Então, o tiro, a bala que mudou o mundo. E o susto, o medo, a certeza de algo fundamental ter-se encerrado. A televisão demorava a mostrar os acontecimentos, uma tecnologia ainda incipiente. Eram filmes que chegavam com atrasos e aumentando ansiedades. Então, uma cena, na televisão, me estarreceu. Em meio ao que parecia a hecatombe, o mundo enlouquecido, o terror no ar, uma imagem na televisão: em plena tarde, um homem idoso, muito gordo, tomava cerveja na varanda de sua casa, placidamente olhando, apenas olhando a tragédia nas ruas. Como era possível — lembro-me de ter-me perguntado — alguém ficar tão alheado do restante da humanidade, tão sossegado, sentindo-se tão protegido, enquanto tudo ruía ao lado? Janeth — querendo ficar “de pés para o ar e comer pipoca” — permitiu que ressurgisse, em alguma gavetinha da memória, aquela imagem do homem gordo e impassível, na cadeira de balanço, tomando cerveja.
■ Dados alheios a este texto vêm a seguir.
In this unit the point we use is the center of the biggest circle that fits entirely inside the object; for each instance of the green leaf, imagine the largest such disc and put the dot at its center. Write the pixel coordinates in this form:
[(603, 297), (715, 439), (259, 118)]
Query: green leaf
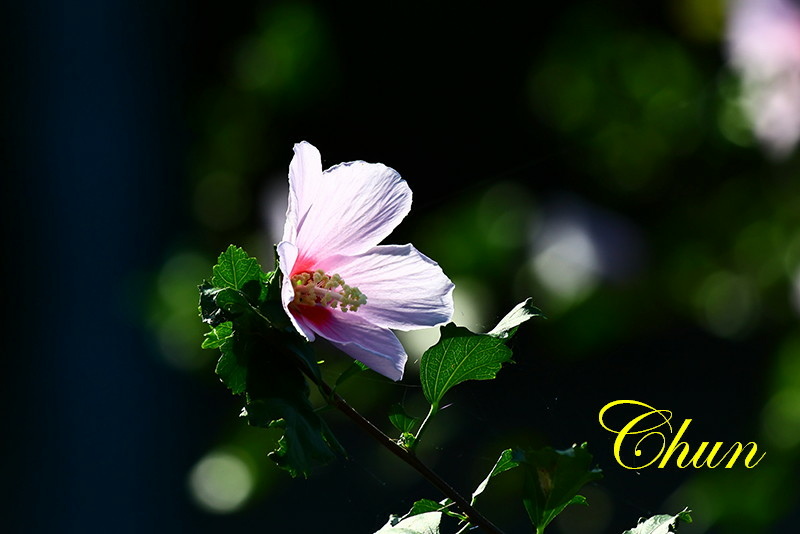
[(503, 464), (355, 368), (518, 315), (400, 419), (661, 524), (458, 356), (427, 505), (461, 355), (263, 357), (218, 336), (427, 523), (235, 268), (277, 397), (553, 479)]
Ora, Janeth tem pleno direito de descansar, repousar, de viver seu frutuoso dolce far niente, uma jovem mulher que, para os esportes brasileiros, deu tudo de seus suores, sangue, lágrimas e trabalhos. O que estou querendo dizer é que sinto inveja de tal privilégio, de tal capacidade, esse sentimento de inércia, de paralisia, de quietude, de distanciamento. Gostaria de aprender como se faz, como é possível fazê-lo, acho que uma especial magia para paralisar pensamentos, emoções, reações, indignações, sei lá. Como se paralisa o cérebro? Como se criam mecanismos de alheamento diante do que acontece, da maldita bomba que decepou mãozinhas de crianças em Bagdá, da morte pela fome na África, dos roubos em Brasília, do pranto de mães, das tragédias aéreas, do sofrimento humano, desse insuportável sofrimento humano que inunda o mundo de lágrimas? Como não sentir, não se emocionar, como não se indignar? O torpor da alma é mais trágico do que a morte física.

Quero insistir, antes de costumeiros mal entendidos: Janeth merece ficar de pés para o ar e comer pipoca. Da mesma maneira como, certamente, aquele homem idoso e gorducho mereceu ficar na varanda tomando cerveja enquanto o mundo pegava fogo. O meu espanto é o de inveja, apenas isso. Pois, no meu tempo de contemplação, quero viver o êxtase de contemplar, mas a dor humana ainda me alcança onde quer que eu esteja. A paz e a serenidade não se alcançam se, num simples olhar, se depara com a lágrima do outro.

Na verdade, na verdade, a sabedoria deve estar com o Ascenso Ferreira: “Hora de comer, comer./Hora de dormir, dormir./Hora de descansar, descansar./Hora de trabalhar, pernas pro ar/que ninguém é de ferro!” Janeth, depois de tanto trabalhar e realizar, descobriu não ser de ferro. De pés para o ar, comendo pipoca, ela merece. E o Brasil agradece pelas alegrias que nos deu. E eu fico com inveja.